異色コンビの出会い
深夜、とある商店街の外れの公園で真っ白のプロレスマスクを付けた巨漢の怪し男がひたすら樹を揺らし続けていた。
「君〜ちょっと良いかな〜」
偶然通りかかった、警官がこれぞとばかりに声を掛ける。所謂、職務質問である。
男はビクッと体を震わせ警官の方を向く。
「な、何でしょう…」
彼は怯えたように答え、後頭部を掻きながら警官に近付いて行った。
「お兄さん、そんな変なカッコして何やってんの?」
巨漢の男は木の上に座っている猫を指差しながら。
「猫が降りれなくなっちゃったみたいで…」
警官は一瞬、不思議そうな顔をして頭の中で何かを理解したように笑って。
「あ〜君が噂のヒーロー、Mr.ホワイトスカジャン?」
「え、噂って程でも…」
怪し男改めて、Mr.ホワイトスカジャンは嬉し恥ずかしそうに頬を緩めた。しかしマスクの下の笑顔など警官には分かるはずもなく変な人である。

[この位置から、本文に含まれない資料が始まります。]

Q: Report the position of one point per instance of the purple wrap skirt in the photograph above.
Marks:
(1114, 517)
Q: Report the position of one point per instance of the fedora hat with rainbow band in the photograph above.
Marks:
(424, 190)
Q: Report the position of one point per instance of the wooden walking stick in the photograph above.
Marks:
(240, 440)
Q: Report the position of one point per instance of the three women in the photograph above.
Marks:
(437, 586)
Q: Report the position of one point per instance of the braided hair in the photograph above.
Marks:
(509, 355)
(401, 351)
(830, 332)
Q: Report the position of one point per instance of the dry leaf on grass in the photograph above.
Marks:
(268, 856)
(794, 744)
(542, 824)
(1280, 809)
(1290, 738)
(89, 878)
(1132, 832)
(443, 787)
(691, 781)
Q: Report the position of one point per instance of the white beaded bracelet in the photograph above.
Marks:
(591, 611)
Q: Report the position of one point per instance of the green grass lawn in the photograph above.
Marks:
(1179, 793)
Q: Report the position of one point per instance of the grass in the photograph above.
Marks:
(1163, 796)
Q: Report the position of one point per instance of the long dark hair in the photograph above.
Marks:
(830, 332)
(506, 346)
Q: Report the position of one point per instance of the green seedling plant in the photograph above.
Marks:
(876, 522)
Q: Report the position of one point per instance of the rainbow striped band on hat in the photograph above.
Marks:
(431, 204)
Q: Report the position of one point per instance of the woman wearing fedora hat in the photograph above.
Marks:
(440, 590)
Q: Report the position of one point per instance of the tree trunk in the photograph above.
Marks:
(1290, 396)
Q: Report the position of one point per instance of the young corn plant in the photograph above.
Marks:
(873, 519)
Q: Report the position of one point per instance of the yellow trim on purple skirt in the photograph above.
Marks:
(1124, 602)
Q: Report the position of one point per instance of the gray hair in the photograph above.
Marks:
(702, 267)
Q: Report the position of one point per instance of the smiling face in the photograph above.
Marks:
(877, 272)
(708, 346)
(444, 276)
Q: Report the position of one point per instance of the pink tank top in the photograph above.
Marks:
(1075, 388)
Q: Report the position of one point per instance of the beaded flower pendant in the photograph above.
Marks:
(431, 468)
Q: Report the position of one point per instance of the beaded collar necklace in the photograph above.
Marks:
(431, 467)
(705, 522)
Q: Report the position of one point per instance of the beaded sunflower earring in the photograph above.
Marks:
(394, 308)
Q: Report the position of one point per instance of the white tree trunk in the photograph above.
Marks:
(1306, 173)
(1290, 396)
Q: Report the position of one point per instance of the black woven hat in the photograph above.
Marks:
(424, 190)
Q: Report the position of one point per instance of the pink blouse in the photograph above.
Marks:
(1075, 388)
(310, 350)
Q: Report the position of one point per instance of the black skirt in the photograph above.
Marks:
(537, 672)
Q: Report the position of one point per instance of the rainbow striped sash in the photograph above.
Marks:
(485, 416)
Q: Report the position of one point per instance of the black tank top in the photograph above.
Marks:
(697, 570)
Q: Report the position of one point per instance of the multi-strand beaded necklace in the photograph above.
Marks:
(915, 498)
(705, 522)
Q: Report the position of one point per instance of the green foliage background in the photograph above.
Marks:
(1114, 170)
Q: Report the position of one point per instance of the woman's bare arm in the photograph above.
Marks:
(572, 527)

「いや〜私はこの街に来たばかりでね、いろんな人から君の事を聴くんだよ、街のヒーローだって!」
警官はまるで街でバッタリ有名人に会った子供の様にMr.ホワイトスカジャンを見つめた。
「それで、今日は猫を助けるのかい?」
「ええ、でも僕の体で樹に登れば折れるし揺らしてたんですよ」
Mr.ホワイトスカジャンは困り果てていた。街のヒーローと言っても、商店街のお年寄りが運べそうもない荷物を手伝ったり、大学でストーカー被害にあっている女生徒を警護したりと力仕事などが主である為、器用な事は本当は専門外なのだ。

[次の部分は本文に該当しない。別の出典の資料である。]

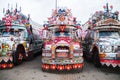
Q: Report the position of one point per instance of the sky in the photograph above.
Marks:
(40, 10)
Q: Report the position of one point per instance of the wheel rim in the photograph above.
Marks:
(20, 57)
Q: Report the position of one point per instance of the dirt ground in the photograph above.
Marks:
(31, 70)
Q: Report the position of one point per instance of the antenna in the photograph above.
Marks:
(8, 5)
(56, 4)
(3, 10)
(107, 7)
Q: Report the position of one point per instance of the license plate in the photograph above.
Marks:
(118, 55)
(62, 55)
(111, 55)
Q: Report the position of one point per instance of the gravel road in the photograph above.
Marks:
(31, 70)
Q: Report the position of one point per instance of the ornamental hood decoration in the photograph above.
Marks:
(106, 17)
(14, 17)
(62, 16)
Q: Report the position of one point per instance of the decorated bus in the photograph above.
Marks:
(62, 49)
(19, 40)
(102, 41)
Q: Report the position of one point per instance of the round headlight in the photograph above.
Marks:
(108, 48)
(48, 47)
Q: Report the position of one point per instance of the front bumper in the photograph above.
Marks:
(6, 62)
(109, 62)
(62, 61)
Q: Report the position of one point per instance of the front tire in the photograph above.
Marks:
(19, 54)
(96, 60)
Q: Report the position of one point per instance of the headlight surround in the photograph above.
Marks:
(48, 47)
(76, 47)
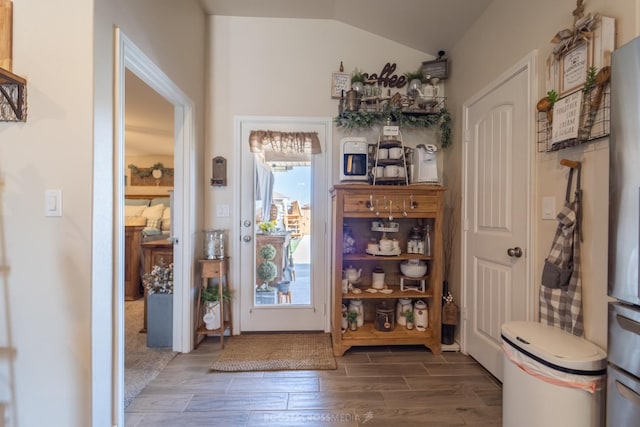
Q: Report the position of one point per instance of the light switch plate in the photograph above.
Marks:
(222, 211)
(53, 203)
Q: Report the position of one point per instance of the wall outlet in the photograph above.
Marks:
(222, 211)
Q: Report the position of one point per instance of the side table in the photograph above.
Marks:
(213, 269)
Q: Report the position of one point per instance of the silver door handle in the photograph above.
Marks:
(514, 252)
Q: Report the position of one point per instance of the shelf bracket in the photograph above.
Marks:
(13, 102)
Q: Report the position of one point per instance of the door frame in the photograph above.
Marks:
(129, 56)
(320, 275)
(529, 65)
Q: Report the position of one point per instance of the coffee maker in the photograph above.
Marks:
(425, 163)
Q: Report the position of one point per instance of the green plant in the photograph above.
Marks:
(267, 271)
(412, 75)
(211, 294)
(408, 314)
(352, 316)
(268, 252)
(267, 226)
(357, 76)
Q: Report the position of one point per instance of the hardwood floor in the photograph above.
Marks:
(373, 386)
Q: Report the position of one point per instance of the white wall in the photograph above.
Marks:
(282, 67)
(57, 265)
(506, 33)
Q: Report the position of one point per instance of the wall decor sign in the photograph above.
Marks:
(340, 82)
(574, 65)
(566, 117)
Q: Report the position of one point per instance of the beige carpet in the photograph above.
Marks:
(276, 352)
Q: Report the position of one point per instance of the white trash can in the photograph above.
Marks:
(551, 378)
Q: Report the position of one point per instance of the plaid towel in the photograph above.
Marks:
(561, 305)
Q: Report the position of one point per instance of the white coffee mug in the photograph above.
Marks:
(391, 171)
(395, 152)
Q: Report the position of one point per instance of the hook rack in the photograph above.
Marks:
(570, 163)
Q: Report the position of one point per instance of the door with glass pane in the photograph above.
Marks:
(284, 211)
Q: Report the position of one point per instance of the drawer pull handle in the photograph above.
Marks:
(628, 324)
(628, 394)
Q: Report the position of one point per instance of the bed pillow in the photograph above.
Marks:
(166, 219)
(166, 201)
(135, 220)
(136, 202)
(153, 215)
(133, 210)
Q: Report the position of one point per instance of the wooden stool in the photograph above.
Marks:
(286, 295)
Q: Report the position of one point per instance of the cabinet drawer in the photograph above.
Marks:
(360, 203)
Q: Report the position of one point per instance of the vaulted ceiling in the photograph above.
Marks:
(425, 25)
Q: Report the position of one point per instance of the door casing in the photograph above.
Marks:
(528, 66)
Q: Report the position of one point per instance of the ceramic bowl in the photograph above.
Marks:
(413, 268)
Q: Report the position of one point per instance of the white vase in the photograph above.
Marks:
(212, 316)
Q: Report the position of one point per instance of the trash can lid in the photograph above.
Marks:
(555, 346)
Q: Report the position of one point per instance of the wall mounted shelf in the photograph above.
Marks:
(13, 97)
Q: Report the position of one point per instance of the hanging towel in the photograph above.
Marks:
(561, 290)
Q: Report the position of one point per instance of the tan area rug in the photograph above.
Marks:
(276, 352)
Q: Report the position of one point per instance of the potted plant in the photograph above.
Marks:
(352, 319)
(408, 315)
(267, 227)
(267, 271)
(159, 288)
(357, 81)
(210, 298)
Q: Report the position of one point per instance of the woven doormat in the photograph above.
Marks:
(276, 352)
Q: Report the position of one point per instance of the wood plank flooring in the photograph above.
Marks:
(373, 386)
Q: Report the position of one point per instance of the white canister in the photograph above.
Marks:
(356, 305)
(395, 152)
(377, 278)
(345, 322)
(420, 315)
(403, 305)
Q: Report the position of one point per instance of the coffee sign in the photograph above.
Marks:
(386, 78)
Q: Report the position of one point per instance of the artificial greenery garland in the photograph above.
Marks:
(147, 172)
(365, 119)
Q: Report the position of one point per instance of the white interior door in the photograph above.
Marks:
(305, 307)
(496, 213)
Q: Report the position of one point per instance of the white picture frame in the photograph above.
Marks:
(340, 82)
(574, 65)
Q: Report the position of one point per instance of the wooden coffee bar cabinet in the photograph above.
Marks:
(356, 207)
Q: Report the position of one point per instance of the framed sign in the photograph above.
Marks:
(574, 66)
(566, 118)
(340, 82)
(435, 69)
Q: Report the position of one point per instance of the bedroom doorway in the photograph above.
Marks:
(130, 57)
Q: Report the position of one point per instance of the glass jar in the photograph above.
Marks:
(415, 243)
(213, 244)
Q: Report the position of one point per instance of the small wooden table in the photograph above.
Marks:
(213, 269)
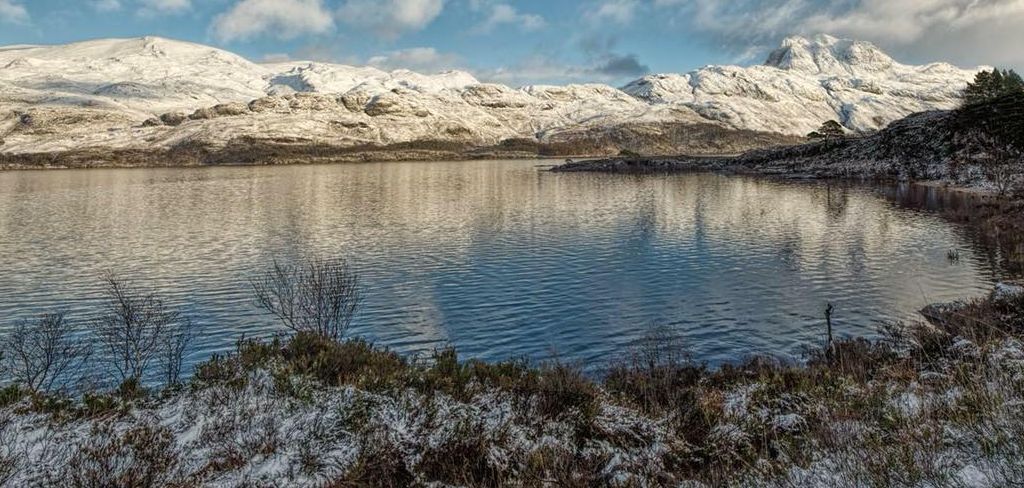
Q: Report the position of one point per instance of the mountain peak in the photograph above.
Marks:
(827, 54)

「なら私が手伝おう、僕の体なら登っても問題ないだろう」
三十代後半に見える痩せた警官は、制服の袖を捲り樹に登り始めた。
警官は猫を捕まえ、腕に抱きながらゆっくりと樹を下って、最後は綺麗にジャンプで着地した。
「ほれ、救出完了だ」
猫はミャーと一回鳴くと何処かへ走って行ってしまった。
「すみません、ありがとうございました。」
「いーや、気にする事ないよ!私だって街のヒーローでありたいからね!」
そう言うと警官は自転車に跨り行ってしまった。